Trata-se de um avanço importante no uso de uma tecnologia que já desencadeou um debate em todo mundo sobre o equilíbrio entre segurança e privacidade

Adam Satariano / The New York Times, O Estado de S.Paulo

27 de janeiro de 2020 | 08h00

LONDRES - O Departamento de Polícia de Londres anunciou que começará a utilizar tecnologia de reconhecimento facial na cidade para identificar pessoas nas ruas em tempo real com câmeras de vídeo, adotando um padrão de vigilância raro, exceto na China.

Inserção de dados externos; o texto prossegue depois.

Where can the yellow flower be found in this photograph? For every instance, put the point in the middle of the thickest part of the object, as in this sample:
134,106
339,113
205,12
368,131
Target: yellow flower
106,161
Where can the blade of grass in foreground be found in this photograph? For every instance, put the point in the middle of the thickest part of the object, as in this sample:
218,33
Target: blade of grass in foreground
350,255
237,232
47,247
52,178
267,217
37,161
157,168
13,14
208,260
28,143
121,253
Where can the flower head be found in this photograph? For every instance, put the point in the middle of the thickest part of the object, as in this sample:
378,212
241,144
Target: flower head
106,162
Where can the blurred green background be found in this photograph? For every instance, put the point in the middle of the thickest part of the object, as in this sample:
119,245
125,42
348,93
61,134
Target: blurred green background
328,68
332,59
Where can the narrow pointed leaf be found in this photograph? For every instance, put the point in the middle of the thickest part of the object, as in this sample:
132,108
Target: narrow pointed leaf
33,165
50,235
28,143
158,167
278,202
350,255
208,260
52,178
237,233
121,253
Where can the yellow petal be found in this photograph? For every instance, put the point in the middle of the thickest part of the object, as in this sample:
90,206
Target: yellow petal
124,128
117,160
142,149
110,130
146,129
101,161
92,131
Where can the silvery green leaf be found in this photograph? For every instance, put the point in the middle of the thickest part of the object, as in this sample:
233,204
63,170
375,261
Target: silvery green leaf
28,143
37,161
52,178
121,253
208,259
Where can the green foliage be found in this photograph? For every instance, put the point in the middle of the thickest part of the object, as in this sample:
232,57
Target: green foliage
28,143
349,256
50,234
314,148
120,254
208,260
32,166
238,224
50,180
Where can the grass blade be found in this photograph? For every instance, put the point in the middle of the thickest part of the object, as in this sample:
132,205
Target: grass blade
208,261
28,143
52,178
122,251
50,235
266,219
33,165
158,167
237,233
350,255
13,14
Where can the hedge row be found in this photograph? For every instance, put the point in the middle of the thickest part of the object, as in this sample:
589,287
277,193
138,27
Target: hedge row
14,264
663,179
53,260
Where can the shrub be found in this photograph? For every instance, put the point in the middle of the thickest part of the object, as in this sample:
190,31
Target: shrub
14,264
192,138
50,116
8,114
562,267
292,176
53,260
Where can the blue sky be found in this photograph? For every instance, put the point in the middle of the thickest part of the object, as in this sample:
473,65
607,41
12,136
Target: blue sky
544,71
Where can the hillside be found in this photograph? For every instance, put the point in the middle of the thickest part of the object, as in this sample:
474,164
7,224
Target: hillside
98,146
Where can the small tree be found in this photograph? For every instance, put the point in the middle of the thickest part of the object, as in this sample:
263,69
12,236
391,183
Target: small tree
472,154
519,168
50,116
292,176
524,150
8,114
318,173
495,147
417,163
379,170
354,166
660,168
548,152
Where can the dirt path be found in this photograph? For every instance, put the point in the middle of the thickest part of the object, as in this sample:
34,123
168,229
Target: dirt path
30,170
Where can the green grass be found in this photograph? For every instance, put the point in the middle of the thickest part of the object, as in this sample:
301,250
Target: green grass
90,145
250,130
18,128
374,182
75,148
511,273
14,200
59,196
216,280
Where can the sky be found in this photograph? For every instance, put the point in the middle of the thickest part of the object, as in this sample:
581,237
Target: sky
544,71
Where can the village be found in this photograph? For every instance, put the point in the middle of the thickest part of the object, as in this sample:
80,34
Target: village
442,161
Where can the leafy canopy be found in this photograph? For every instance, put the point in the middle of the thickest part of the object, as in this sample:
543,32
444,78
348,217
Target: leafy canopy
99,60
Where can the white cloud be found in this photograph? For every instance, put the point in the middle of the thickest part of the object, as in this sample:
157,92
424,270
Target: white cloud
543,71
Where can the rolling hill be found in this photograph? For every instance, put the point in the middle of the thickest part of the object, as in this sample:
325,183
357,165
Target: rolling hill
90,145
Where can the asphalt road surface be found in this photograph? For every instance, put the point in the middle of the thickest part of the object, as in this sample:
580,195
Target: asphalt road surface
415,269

Trata-se de um avanço importante no uso de uma tecnologia que já desencadeou um debate em todo mundo sobre o equilíbrio entre segurança e privacidade. A polícia argumenta que o software oferece uma vantagem tecnológica para caçar criminosos que, de outro modo, não seriam detectados. Para os críticos, a tecnologia constitui uma invasão de privacidade e será usada sem uma discussão pública adequada.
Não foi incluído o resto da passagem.